Maybe this recipe-for-retirement cake will help answer some of the questions. First, grab a mixing bowl from the kitchen cupboard. Then, pull three mutual funds off the pantry shelf. Stir in one growth and income fund, one long-term growth fund and one international fund. Or, season to taste as your tolerance for risk will allow. Cooking with the best ingredients helps ensure the best result; so select funds that have lower expenses and risk. Mix the ingredients thoroughly, reinvesting all dividends and capital gains. Pour the contents into a baking pan and allow it to bake in the oven for 20 years.
All good chefs, of course, need to periodically taste their creations. So every year, reach in the oven with a big cooking spoon and scoop out 9 percent of the cake. Because your appetite grows, increase the size of your scoop by 3 percent each year.

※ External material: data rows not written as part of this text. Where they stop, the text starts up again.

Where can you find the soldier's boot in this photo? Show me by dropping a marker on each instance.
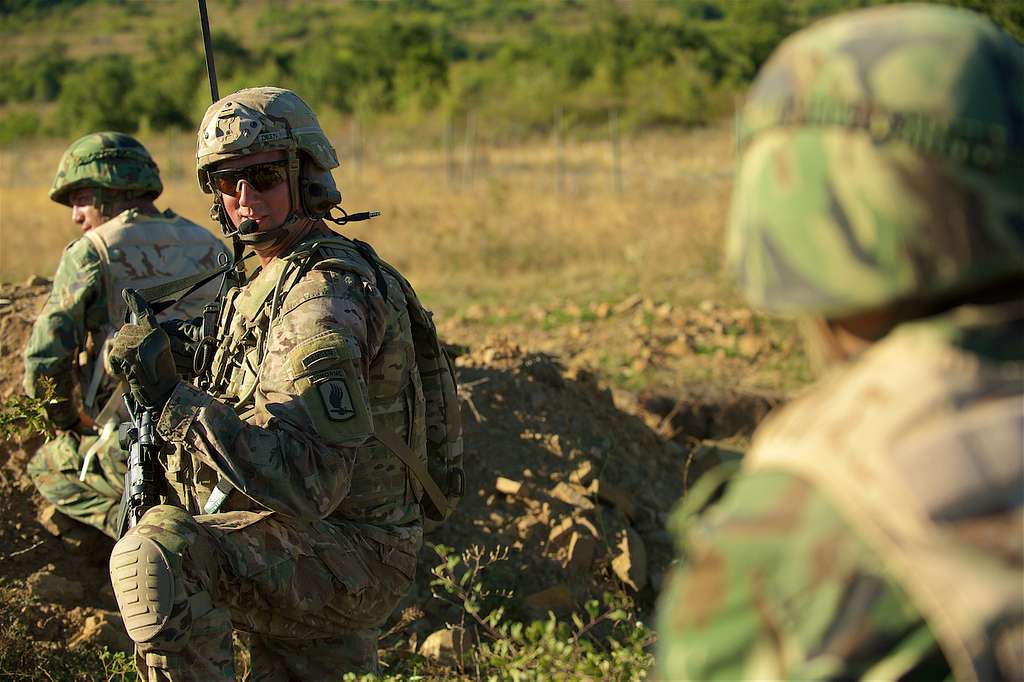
(161, 576)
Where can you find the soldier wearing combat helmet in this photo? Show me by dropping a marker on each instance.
(288, 517)
(110, 181)
(875, 529)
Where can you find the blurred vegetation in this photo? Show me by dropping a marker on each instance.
(24, 657)
(522, 66)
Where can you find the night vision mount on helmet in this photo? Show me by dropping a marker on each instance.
(268, 119)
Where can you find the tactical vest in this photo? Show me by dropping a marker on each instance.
(382, 492)
(920, 446)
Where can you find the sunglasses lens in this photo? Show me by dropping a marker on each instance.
(260, 176)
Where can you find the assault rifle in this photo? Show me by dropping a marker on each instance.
(138, 436)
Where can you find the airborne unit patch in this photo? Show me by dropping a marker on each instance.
(337, 399)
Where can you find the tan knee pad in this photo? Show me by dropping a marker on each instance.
(143, 584)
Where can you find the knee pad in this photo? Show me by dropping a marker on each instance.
(143, 584)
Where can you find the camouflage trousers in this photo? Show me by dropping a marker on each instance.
(94, 500)
(311, 596)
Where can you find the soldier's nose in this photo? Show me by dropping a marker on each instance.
(247, 194)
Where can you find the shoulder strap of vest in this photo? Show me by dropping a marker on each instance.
(391, 439)
(394, 442)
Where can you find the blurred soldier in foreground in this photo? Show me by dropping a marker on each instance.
(288, 517)
(110, 181)
(876, 528)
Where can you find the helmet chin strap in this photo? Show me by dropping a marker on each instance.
(269, 238)
(247, 232)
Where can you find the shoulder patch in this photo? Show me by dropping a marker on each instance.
(326, 371)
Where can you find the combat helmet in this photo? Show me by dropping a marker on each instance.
(108, 163)
(268, 119)
(882, 161)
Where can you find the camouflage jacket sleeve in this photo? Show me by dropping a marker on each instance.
(291, 456)
(75, 306)
(773, 585)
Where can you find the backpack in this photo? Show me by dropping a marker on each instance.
(443, 479)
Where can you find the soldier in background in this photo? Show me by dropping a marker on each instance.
(288, 516)
(110, 181)
(876, 529)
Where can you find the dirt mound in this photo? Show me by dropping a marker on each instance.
(574, 486)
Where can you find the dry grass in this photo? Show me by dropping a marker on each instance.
(523, 241)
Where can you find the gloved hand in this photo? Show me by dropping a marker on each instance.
(141, 354)
(184, 336)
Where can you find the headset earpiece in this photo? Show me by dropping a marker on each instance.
(318, 199)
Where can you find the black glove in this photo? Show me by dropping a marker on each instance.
(141, 354)
(184, 336)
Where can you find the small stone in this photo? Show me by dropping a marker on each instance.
(103, 629)
(571, 495)
(581, 555)
(53, 521)
(48, 587)
(560, 534)
(448, 646)
(507, 485)
(556, 598)
(584, 473)
(631, 562)
(610, 494)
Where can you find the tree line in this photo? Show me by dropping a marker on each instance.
(512, 62)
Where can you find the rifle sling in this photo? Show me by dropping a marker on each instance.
(397, 445)
(160, 297)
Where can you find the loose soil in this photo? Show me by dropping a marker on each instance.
(579, 459)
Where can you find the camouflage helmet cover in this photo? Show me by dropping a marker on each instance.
(257, 120)
(107, 161)
(882, 160)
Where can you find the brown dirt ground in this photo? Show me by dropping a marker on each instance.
(526, 418)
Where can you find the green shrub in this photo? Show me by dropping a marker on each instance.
(93, 97)
(605, 641)
(23, 657)
(18, 126)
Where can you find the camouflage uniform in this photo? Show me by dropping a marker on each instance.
(316, 541)
(876, 527)
(84, 306)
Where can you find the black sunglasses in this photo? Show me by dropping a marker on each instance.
(261, 176)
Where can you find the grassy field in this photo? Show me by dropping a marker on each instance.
(614, 265)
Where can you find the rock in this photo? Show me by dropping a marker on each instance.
(507, 485)
(53, 521)
(584, 473)
(571, 495)
(47, 587)
(103, 629)
(751, 346)
(581, 554)
(556, 598)
(630, 563)
(448, 646)
(561, 534)
(610, 494)
(513, 487)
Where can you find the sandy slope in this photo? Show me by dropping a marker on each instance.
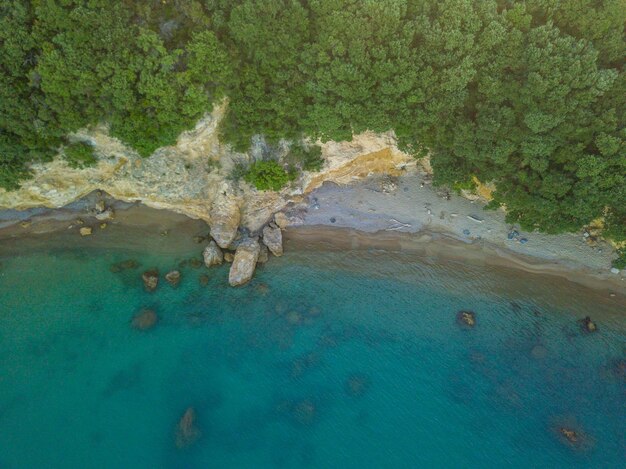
(414, 205)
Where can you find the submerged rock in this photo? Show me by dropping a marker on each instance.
(150, 279)
(144, 320)
(466, 318)
(187, 433)
(264, 255)
(173, 277)
(244, 263)
(124, 265)
(588, 325)
(212, 255)
(303, 412)
(204, 280)
(273, 239)
(356, 385)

Twenty years later, the timer rings, announcing that your cake is done. So you open the oven door and pull out the remaining cake. But something strange has happened! You pull out more cake than the original ingredients you put in 20 years ago—more cake than you tasted each year along the way. You have baked a retirement cake that will feed its owner for 20 years and there will still be plenty left over for seconds or thirds.

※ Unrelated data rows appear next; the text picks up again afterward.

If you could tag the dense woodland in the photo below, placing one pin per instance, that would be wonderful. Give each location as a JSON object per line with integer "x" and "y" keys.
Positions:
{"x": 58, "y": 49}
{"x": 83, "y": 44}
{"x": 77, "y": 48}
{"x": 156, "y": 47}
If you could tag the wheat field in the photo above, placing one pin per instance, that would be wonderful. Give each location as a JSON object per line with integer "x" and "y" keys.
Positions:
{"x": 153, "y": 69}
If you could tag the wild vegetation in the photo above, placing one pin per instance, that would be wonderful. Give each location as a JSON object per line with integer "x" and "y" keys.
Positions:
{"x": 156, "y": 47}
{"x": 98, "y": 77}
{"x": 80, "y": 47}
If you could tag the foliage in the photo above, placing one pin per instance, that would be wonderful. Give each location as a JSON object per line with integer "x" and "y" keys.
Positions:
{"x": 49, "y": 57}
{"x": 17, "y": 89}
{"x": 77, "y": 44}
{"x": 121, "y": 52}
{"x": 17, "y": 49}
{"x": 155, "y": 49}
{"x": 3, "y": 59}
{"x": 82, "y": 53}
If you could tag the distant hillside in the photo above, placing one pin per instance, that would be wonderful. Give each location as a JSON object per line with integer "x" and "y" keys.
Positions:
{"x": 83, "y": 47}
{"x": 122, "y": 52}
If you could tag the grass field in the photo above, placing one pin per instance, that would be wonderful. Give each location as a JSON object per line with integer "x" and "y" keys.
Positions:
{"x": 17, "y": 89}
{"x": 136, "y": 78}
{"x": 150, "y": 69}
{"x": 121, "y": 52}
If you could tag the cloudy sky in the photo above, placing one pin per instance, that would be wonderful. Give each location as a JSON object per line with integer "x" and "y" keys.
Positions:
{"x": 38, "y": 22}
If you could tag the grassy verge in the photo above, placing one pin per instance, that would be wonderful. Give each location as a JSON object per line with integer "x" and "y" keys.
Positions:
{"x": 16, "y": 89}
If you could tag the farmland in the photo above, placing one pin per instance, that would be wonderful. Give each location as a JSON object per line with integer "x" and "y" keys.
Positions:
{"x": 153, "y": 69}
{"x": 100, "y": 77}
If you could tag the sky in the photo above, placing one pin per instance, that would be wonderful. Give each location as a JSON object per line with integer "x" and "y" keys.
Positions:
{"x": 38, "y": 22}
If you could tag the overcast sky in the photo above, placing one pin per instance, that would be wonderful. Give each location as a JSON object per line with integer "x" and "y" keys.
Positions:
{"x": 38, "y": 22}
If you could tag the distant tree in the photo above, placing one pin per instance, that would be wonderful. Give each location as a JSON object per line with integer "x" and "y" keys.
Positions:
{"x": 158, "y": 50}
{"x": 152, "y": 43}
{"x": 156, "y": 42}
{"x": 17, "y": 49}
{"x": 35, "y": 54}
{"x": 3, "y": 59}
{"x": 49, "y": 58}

For those of you who are not into cooking, here is the English language translation. The recipe is an example of the power of investment diversification applied to a lengthy retirement. The Retirement Cake Chart illustrates the actual results of a hypothetical investment of $100,000 each in three different load mutual funds from the same family 20 years ago. Each year, dividends and capital gains were reinvested. Quarterly withdrawals equal to 9 percent of the annual value of the remaining portfolio were made to provide retirement income. Because of inflation, the amount withdrawn was increased by 3 percent each year. No attempt was made to show the effect of income taxes. During this period, the stock market has given us bulls and bears, and there has even been a market crash. In selecting a mutual fund, an advisor can control only two things that have any predictive capability: the fund's internal expenses and its risk relative to its peer group. So we have illustrated funds that have lower expenses and risk. The names of the three mutual funds illustrated are not important. The story they tell is.
Retirement Cake Chart
As you can see from the Retirement Cake Chart, after investing $300,000, paying $7,500 in front-end commissions and making 9 percent inflation-adjusted withdrawals for 20 years, the portfolio value at the end is more than $1.5 million. This is the best example I know of having your cake and eating it too.
James P. Ruth, CFP, is a registered representative and president of Potomac Financial Group in Gaithersburg, Md. He is a former Maryland state NAIFA president. He can be reached at 301-948-3900 or by email at firstname.lastname@example.org.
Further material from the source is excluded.